Published: 20 July 2011

Abstract

Background

Adipokines, e.g. TNFα, IL-6 and leptin increase insulin resistance, and consequent hyperinsulinaemia influences breast cancer progression. Beside its mitogenic effects, insulin may influence adipokine production from adipocyte stromal cells and paracrine enhancement of breast cancer cell growth. In contrast, adiponectin, another adipokine is protective against breast cancer cell proliferation and insulin resistance.

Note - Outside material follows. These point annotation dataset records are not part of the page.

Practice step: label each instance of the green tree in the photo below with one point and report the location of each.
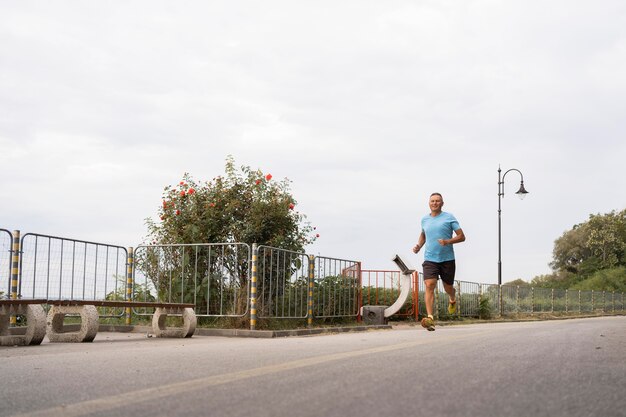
(243, 206)
(613, 279)
(597, 244)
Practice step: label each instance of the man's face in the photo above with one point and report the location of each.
(435, 203)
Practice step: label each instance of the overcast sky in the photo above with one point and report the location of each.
(366, 106)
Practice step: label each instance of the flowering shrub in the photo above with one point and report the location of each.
(244, 206)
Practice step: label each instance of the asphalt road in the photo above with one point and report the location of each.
(553, 368)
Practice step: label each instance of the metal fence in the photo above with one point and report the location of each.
(212, 276)
(6, 252)
(282, 283)
(216, 278)
(487, 300)
(337, 285)
(59, 268)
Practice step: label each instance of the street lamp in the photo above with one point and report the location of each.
(521, 193)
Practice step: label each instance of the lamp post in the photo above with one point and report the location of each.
(521, 193)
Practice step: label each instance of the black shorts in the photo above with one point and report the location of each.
(444, 270)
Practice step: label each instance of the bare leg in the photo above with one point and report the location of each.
(450, 291)
(429, 295)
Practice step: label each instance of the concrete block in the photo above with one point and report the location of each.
(189, 322)
(88, 324)
(35, 329)
(374, 315)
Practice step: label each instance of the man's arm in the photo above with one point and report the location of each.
(420, 242)
(458, 238)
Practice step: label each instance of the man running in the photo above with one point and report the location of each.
(437, 228)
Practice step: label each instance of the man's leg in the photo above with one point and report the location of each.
(429, 295)
(451, 292)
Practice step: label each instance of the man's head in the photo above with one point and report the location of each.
(435, 203)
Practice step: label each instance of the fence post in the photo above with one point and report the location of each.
(15, 262)
(593, 303)
(359, 293)
(309, 296)
(253, 282)
(416, 295)
(458, 298)
(130, 268)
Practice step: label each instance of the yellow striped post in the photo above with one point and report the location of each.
(309, 316)
(15, 264)
(253, 282)
(129, 282)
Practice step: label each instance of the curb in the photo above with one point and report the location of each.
(259, 334)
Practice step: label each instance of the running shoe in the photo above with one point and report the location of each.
(428, 324)
(451, 307)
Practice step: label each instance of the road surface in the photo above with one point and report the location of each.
(555, 368)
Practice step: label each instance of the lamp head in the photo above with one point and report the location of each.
(521, 193)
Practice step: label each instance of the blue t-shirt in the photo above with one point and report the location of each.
(435, 228)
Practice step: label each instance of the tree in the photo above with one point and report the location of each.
(597, 244)
(244, 206)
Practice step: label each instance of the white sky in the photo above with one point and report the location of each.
(367, 106)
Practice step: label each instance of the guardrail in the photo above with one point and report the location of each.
(212, 276)
(337, 286)
(53, 267)
(6, 252)
(234, 280)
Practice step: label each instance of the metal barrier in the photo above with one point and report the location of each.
(337, 285)
(59, 268)
(212, 276)
(6, 251)
(282, 284)
(221, 281)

AMP-activated protein kinase (AMPK) activity has been found decreased in visceral adipose tissue of insulin-resistant patients. Lipopolysaccharides (LPS) link systemic inflammation to high fat diet-induced insulin resistance. Modulation of LPS-induced adipokine production by metformin and AMPK activation might represent an alternative way to treat both, insulin resistance and breast cancer.

Methods

Human preadipocytes obtained from surgical biopsies were expanded and differentiated in vitro into adipocytes, and incubated with siRNA targeting AMPKalpha1 (72 h), LPS (24 h, 100 μg/ml) and/or metformin (24 h, 1 mM) followed by mRNA extraction and analyses. Additionally, the supernatant of preadipocytes or derived-adipocytes in culture for 24 h was used as conditioned media to evaluate MCF-7 breast cancer cell proliferation.

Results

Conditioned media from preadipocyte-derived adipocytes, but not from undifferentiated preadipocytes, increased MCF-7 cell proliferation (p < 0.01). Induction of IL-6 mRNA by LPS was reduced by metformin (p < 0.01), while the LPS-induced mRNA expression of the naturally occurring anti-inflammatory cytokine interleukin 1 receptor antagonist was increased (p < 0.01). Silencing of AMPKalpha1 enhanced LPS-induced IL-6 and IL-8 mRNA expression (p < 0.05).

Conclusions

Adipocyte-secreted factors enhance breast cancer cell proliferation, while AMPK and metformin improve the LPS-induced adipokine imbalance. Possibly, AMPK activation may provide a new way not only to improve the obesity-related adipokine profile and insulin resistance, but also to prevent obesity-related breast cancer development and progression.